Uitspraak
1.Procesverloop in cassatie
2.Beoordeling van het eerste en het tweede cassatiemiddel
3.Beoordeling van het derde cassatiemiddel
4.Beoordeling van het vierde cassatiemiddel
5.Beslissing
11 april 2023.
Hoge Raad
In deze zaak heeft de Hoge Raad op 11 april 2023 uitspraak gedaan in een cassatieprocedure tegen een arrest van het gerechtshof Arnhem-Leeuwarden van 16 december 2020. De verdachte, geboren in 1978, was beschuldigd van medeplegen van verduistering van geldbedragen door bewindvoerders, meermalen gepleegd. De Hoge Raad heeft de klachten van de verdachte over de uitspraak van het hof beoordeeld, waarbij de advocaat-generaal E.J. Hofstee had geconcludeerd tot vernietiging van de bestreden uitspraak, specifiek met betrekking tot de duur van de opgelegde gevangenisstraf en de gijzeling die was verbonden aan de schadevergoedingsmaatregel.
De Hoge Raad oordeelde dat de klachten over de uitspraak van het hof niet konden leiden tot vernietiging van die uitspraak, met uitzondering van de duur van de gijzeling. De Hoge Raad heeft vastgesteld dat de maximale duur van gijzeling bij schadevergoedingsmaatregelen één jaar bedraagt, en dat in deze zaak onder één jaar 360 dagen moet worden verstaan. De Hoge Raad heeft de uitspraak van het hof ambtshalve vernietigd en zelf de duur van de gijzeling verminderd, zodat deze nu 360 dagen bedraagt.
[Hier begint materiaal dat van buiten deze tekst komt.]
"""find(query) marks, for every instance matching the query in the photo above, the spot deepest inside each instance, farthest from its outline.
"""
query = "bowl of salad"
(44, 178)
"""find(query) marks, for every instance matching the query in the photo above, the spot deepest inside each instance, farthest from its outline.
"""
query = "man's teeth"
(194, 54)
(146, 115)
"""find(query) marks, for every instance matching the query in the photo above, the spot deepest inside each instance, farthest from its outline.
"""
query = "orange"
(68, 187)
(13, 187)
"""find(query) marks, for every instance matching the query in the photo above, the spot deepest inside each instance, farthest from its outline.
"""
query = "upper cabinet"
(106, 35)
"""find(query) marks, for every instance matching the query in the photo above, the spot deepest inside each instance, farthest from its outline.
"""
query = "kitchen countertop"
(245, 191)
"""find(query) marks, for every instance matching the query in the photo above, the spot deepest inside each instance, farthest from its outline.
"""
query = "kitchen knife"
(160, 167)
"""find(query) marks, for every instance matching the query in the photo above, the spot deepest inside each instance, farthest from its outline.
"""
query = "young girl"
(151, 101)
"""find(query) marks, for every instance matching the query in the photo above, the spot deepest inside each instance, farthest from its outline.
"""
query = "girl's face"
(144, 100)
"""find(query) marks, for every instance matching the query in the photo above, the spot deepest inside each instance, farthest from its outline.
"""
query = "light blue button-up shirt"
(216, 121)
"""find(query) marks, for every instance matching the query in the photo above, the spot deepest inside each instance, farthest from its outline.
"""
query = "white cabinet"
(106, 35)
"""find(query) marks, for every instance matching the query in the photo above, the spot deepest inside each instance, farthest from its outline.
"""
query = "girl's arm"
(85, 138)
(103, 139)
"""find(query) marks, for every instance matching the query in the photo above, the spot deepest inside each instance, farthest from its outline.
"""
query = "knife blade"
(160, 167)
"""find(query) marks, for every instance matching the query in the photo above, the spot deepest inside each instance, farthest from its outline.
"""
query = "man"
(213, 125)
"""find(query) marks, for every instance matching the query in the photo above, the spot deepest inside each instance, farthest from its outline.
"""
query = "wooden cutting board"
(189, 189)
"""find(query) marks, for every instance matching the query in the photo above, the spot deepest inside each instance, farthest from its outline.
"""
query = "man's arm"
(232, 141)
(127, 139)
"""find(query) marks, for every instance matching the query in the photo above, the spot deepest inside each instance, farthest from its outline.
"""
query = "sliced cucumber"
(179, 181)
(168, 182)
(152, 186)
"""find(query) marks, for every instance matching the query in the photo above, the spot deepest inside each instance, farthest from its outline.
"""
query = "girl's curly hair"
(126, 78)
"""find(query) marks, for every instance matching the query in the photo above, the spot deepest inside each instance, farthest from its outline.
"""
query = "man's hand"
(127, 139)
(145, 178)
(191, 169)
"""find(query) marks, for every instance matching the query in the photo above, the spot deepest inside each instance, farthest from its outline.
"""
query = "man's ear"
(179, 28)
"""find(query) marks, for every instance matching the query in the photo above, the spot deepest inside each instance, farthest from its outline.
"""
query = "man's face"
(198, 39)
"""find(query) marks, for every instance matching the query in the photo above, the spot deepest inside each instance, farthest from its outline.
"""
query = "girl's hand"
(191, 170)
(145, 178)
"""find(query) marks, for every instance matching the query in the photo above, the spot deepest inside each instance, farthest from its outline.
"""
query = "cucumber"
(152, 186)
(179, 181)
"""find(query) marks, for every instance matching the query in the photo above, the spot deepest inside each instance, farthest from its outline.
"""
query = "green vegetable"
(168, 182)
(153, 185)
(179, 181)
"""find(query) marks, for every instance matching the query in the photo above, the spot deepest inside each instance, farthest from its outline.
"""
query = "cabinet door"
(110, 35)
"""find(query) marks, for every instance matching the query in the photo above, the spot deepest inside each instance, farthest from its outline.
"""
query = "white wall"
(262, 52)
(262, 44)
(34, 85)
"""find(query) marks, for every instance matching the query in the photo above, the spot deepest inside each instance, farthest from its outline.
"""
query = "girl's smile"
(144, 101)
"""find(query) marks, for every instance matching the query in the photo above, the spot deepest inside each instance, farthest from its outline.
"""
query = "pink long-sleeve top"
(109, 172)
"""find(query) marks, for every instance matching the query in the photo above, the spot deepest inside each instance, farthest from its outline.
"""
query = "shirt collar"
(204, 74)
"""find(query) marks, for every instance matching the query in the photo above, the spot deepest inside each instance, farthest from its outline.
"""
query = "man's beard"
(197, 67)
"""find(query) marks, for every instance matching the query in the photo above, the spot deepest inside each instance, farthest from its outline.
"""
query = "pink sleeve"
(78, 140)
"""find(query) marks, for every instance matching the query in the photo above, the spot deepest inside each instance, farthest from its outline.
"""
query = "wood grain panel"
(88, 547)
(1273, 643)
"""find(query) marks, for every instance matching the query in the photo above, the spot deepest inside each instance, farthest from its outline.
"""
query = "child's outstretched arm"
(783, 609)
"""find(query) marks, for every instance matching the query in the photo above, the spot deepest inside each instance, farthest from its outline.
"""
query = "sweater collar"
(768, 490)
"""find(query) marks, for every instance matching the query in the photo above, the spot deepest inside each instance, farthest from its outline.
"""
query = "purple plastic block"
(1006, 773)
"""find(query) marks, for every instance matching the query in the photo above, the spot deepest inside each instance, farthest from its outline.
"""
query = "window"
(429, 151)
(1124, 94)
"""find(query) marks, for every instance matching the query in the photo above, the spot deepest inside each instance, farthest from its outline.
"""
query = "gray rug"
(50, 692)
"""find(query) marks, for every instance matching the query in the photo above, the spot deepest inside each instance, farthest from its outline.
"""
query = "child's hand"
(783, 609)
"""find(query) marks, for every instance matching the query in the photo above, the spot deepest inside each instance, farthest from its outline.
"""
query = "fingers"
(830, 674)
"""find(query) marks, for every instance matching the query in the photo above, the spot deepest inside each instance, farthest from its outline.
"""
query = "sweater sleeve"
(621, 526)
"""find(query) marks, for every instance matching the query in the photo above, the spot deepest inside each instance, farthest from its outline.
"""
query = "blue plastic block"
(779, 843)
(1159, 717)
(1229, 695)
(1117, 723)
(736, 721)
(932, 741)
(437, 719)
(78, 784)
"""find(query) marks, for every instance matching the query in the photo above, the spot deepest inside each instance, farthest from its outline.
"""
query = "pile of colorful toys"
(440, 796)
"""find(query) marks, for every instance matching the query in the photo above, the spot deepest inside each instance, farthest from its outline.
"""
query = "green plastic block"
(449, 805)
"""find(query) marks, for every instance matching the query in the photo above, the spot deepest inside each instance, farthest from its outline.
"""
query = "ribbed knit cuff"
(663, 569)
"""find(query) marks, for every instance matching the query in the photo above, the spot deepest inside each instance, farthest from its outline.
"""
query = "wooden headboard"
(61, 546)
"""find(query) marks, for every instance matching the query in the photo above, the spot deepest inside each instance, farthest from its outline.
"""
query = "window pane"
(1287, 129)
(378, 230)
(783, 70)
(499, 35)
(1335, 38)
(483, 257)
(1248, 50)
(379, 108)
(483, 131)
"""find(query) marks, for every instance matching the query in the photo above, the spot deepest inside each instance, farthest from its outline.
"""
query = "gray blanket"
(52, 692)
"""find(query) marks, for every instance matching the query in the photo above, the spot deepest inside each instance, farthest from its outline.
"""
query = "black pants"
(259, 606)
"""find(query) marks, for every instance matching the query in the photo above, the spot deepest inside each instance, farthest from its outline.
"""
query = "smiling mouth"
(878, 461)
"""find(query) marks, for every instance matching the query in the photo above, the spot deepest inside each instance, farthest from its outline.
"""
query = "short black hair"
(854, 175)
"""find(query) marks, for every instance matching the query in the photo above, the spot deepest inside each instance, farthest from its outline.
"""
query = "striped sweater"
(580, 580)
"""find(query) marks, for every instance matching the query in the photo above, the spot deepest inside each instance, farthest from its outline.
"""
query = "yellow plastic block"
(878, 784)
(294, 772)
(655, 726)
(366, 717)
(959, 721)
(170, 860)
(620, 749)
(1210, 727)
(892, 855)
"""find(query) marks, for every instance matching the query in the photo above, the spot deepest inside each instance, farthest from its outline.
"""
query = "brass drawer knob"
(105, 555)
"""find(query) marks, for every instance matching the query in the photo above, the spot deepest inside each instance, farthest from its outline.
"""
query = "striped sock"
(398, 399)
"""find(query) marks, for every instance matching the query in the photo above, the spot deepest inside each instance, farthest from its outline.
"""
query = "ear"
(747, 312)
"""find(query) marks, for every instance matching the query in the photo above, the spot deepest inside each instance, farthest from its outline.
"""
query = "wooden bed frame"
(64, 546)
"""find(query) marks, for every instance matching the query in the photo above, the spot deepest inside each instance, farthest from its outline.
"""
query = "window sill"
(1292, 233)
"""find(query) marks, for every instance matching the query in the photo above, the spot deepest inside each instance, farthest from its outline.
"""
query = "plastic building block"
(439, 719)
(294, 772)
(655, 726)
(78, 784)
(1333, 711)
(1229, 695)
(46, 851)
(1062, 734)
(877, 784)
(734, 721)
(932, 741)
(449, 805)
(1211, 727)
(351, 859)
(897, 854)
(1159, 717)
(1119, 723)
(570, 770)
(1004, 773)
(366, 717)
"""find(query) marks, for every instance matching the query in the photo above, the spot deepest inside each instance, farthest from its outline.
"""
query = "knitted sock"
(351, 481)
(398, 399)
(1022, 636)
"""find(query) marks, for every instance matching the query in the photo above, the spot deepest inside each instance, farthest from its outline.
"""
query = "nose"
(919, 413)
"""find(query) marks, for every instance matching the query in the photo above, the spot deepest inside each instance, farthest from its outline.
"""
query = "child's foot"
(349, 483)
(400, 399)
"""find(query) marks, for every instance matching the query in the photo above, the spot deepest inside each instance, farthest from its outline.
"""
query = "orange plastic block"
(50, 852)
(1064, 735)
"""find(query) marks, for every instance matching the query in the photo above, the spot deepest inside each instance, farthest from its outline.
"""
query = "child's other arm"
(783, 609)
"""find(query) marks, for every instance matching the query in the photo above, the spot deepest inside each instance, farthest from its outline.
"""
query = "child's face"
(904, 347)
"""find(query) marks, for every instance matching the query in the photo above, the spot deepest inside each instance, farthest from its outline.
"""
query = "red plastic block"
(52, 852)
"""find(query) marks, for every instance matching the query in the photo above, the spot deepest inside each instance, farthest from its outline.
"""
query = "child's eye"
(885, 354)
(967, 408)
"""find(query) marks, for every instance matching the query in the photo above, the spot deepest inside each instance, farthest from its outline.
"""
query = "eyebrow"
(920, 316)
Daarnaast heeft de Hoge Raad geoordeeld dat de redelijke termijn van artikel 6 lid 1 van het Europees Verdrag tot bescherming van de rechten van de mens is overschreden, wat heeft geleid tot een vermindering van de opgelegde gevangenisstraf van zestien maanden naar vijftien maanden. De Hoge Raad heeft het beroep voor het overige verworpen.